Search code examples
c++linuxunicodecygwinunicode-normalization

Unicode normalization in strcoll


Do canonically equivalent Unicode strings collate equal? Sometimes.

#include <iostream>
#include <cstring>
#include <clocale>
int main()
{
    std::setlocale(LC_COLLATE, "en_US.UTF-8");
    if (std::strcoll("\xc3\xa9", "e\xcc\x81"))
      std::cout << "FAIL: No Unicode normalization here" << std::endl;
    else
      std::cout << "WIN: Unicode normalization is performed" << std::endl;
}

This program results in a WIN on my Cygwin-ized Windows machine, and FAIL on every Linux system I can get my hands on.

Is this expected behaviour? Are there Linux systems that produce a WIN? What about Mac OS X? FreeBSD?

I know I can normalize and do canonical equivalence with third-party libraries. I'm interested in standard collation rules of UTF-8 locales.

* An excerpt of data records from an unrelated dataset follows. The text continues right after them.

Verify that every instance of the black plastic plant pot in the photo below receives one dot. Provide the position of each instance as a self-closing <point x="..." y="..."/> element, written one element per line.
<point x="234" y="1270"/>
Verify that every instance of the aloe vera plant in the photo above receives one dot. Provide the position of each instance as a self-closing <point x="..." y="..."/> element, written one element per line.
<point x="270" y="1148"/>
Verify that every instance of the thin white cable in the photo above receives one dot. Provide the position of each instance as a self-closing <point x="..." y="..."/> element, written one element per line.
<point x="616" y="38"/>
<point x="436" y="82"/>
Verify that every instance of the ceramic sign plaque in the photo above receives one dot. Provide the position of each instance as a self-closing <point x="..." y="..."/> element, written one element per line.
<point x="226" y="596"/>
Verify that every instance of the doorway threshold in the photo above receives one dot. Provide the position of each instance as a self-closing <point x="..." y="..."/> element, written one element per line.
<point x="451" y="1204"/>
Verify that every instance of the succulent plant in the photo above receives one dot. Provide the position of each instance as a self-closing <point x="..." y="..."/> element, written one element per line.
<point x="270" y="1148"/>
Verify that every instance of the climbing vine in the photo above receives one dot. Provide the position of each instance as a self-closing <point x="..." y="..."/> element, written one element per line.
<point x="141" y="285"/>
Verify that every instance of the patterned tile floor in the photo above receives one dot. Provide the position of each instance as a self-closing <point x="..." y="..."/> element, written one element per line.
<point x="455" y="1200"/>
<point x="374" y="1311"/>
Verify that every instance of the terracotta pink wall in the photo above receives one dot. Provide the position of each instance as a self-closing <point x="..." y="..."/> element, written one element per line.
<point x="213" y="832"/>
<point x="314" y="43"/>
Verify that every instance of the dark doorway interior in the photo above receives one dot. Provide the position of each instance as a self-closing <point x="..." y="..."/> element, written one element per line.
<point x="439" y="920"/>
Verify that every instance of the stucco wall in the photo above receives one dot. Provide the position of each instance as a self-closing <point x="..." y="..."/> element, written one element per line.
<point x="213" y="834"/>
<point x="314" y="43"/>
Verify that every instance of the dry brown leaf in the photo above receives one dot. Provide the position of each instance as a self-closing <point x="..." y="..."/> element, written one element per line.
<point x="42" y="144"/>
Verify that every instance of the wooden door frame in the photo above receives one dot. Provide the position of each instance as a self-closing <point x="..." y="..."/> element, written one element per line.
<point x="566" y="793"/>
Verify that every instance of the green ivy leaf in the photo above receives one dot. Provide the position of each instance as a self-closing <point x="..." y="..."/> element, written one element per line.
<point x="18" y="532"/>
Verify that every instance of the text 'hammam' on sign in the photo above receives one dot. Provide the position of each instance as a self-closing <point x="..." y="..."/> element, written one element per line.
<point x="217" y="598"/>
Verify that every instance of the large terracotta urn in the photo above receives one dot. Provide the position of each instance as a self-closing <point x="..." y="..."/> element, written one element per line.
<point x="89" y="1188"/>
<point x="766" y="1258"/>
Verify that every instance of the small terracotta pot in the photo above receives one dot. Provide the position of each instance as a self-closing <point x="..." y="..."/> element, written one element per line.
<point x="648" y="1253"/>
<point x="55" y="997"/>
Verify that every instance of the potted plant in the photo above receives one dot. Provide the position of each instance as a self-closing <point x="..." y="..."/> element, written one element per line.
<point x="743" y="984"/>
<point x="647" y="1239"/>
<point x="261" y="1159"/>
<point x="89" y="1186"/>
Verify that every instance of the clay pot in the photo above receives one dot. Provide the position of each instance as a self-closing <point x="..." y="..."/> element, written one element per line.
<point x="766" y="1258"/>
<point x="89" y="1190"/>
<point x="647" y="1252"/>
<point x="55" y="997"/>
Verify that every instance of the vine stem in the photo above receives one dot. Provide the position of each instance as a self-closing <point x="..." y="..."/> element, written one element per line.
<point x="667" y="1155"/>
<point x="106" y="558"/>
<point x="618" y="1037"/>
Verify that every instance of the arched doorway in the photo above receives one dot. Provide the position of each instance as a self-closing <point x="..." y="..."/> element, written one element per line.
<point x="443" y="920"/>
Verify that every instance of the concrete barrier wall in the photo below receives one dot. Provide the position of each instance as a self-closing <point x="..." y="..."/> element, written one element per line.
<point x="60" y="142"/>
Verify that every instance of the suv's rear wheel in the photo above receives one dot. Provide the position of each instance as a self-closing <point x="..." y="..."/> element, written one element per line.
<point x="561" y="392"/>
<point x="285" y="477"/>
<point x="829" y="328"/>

This question is inspired by this one.


Solution

  • To the best of my knowledge, there is no mention of Unicode normalization neither in the C nor in the C++, nor in the POSIX standards.

    Therefore, implementations may leave normalization as something to be done explicitely by the programmer.

    More explicitely, in glibc european locales apparently use ISO 14651 as collation algorithm. The Unicode Collation FAQ implies that ISO 14651 doesn't do normalization: uniform handling of canonical equivalents is listed as a difference between the UCA and ISO 14651.